The changes were at first gradual and quite subtle; then suddenly, his behavior became intensely violent. My son, Charlie, twenty-three , usually quiet, respectful, and fun-loving was acting in unrecognizable ways. It started with a romantic break-up. Charlie discovered that the girl he had trusted for over a year had been lying. She was doing drugs, hard drugs. Charlie didn’t know. He felt betrayed. Friends and family had warned him. Although others saw the warning signs, it didn’t matter to Charlie; he hadn’t seen it. Now there was no mistake. There was also a drug dealer, a large, menacing man, driving a late model black Cadillac. “Evil” said Charlie. He was upset, agitated, and a little mopey.
But then there was more paranoia about the evil man, hyperventilation, delusions, foul language and an inability to eat or sleep. Charlie said the evil Cadillac man had taken over his electronic life-hacked his computer, tracked his movements on his cell phone, controlled his computer documents remotely, inserted false information into his Facebook page. Charlie’s gestures became wilder, his accusations multiplied.
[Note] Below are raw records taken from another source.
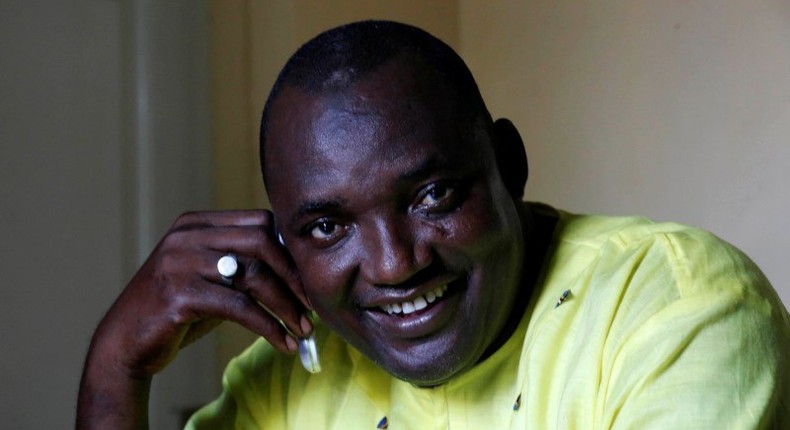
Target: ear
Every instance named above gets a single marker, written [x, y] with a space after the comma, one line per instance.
[511, 157]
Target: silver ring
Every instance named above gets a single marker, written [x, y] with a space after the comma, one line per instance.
[227, 266]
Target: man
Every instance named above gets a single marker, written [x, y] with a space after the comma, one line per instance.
[443, 300]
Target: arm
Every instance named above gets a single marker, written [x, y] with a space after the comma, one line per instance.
[178, 296]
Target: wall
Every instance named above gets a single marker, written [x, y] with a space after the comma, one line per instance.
[103, 141]
[677, 110]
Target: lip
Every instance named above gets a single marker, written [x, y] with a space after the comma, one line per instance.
[423, 322]
[393, 295]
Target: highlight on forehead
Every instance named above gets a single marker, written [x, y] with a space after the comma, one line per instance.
[340, 57]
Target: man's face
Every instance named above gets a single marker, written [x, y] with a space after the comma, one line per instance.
[389, 201]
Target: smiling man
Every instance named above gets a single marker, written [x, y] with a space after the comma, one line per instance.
[443, 300]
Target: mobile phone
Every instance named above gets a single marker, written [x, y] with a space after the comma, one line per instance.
[308, 351]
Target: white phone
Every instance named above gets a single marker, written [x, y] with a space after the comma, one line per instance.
[308, 352]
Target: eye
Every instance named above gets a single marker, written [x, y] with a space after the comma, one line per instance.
[324, 230]
[438, 197]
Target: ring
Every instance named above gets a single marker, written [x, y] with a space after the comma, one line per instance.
[227, 266]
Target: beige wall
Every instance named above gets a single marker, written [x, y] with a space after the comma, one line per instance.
[677, 110]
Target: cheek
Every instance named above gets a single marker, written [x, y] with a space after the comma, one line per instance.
[480, 226]
[325, 279]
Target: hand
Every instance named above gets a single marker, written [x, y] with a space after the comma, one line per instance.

Charlie was pacing the floors at 1 a.m. and then waking me up at 5 a.m., urgently needing resolution to this crisis. By day three, Charlie couldn’t take the trash out to the street as the drug dealer could be lurking, waiting to kill him, just outside the door. This was now a full blown crisis.
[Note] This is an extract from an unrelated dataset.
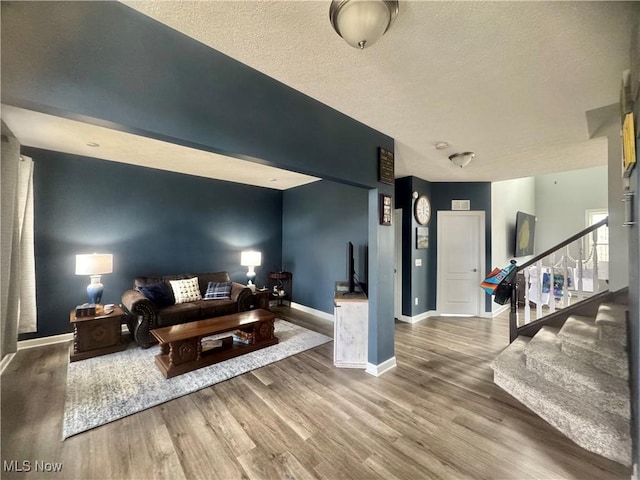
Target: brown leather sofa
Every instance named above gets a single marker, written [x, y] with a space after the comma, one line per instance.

I had a doctor’s name but it was too late for that; we were in a state of emergency. It was Friday at 6:30 AM. He needed to get to the hospital, either in my car or by ambulance. His gestures were larger-than-life, his strength far exceeded mine. He ran from me, shrieking in fear. I called 911 and almost immediately police officers were at the door. They talked to Charlie, they listened to Charlie, and ultimately, they got him to the ambulance and to the hospital. I then permitted the police to search his bedroom. They reassured me that they were not looking to prosecute him on drug charges but wanted to determine what was causing the behavior they witnessed. Observing his jerky motions, one officer asked if Charlie had Tourette’s syndrome. It wasn’t long before they found a small metal tin with some white powder and the ex-girlfriend’s name in it. They called for a PCP test kit and when the powder turned bright blue, they labeled it PCP. At the hospital, Charlie’s behavior was so extreme, so agitated, the nurses needed to sedate him and sedate him again until he slept. Ten hours later, they were able to perform a drug test. The drug test came back negative. There were no drugs in his system. What was going on?
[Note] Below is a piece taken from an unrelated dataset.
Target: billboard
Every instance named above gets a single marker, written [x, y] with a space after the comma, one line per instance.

Charlie was transferred to the behavioral health facility Friday night. With the clean drug test, I was told I could visit him Saturday morning. Upon arrival at the facility, I was told I could not see him for 72 hours, the standard time frame when a patient is in detox. But I was given no information as to what was happening or why I had received conflicting information. Because it was the weekend, Charlie would not see a doctor until Monday. On Monday, still quietly delusional but more rational, he told the social worker he had ingested bath salts. Bath salts? The counselor told me this was so new to them; they had to hurriedly read up on it. I was doing the same. Bath salts were at this time a totally legal chemical substance, Methylenedioxypyrovalerone (MDPV) which causes paranoia, delusions, sleeplessness, heart palpitations, and agitation, but which is completely undetected by current drug tests and is easily purchased at your neighborhood head shop, tobacco store or on the Internet.
When the narcotics detective called later that week to tell me the drug they found (but didn’t test outside of the simple home kit) was PCP, I informed him that it was, in all likelihood, bath salts. He informed me that all he knew of bath salts was what he had learned from an online MSNBC video, the same video I had watched. One week after the powder was found, the police said they would send it upstate to be tested. The mental health clinicians were unaware, the narcotics detective seemed uninformed. His former girlfriend had purchased this drug openly on the Internet. Undoubtedly, like me, other parents are also in the dark.
I was not allowed to see my son for four days. By that time, the delusions had diminished but not vanished. The agitation had turned to passivity. He wanted out and was devastated that he could not yet come home. Two days later, on Thursday, we eagerly checked him out of the facility. When I asked why he had taken the bath salts, he responded that he was stressed and thought they were a legal way to help him concentrate. I never received any further information back from the police on the additional testing performed.
In Charlie’s case, we were lucky. He survived, he was treated, and he learned that he does not want to spend time locked up ever again. He will go to counseling. The week following release, we took a break—fishing, golfing and hiking, far away from the influences of former friends, the Internet and TV. Charlie is looking for work and planning for his future.
At the time of this event, there had been a few attempts at passing legislation to outlaw bath salts but with few significant results. On October 21, 2011, the DEA enacted a temporary ban on MDPV to get it off the streets while being studied.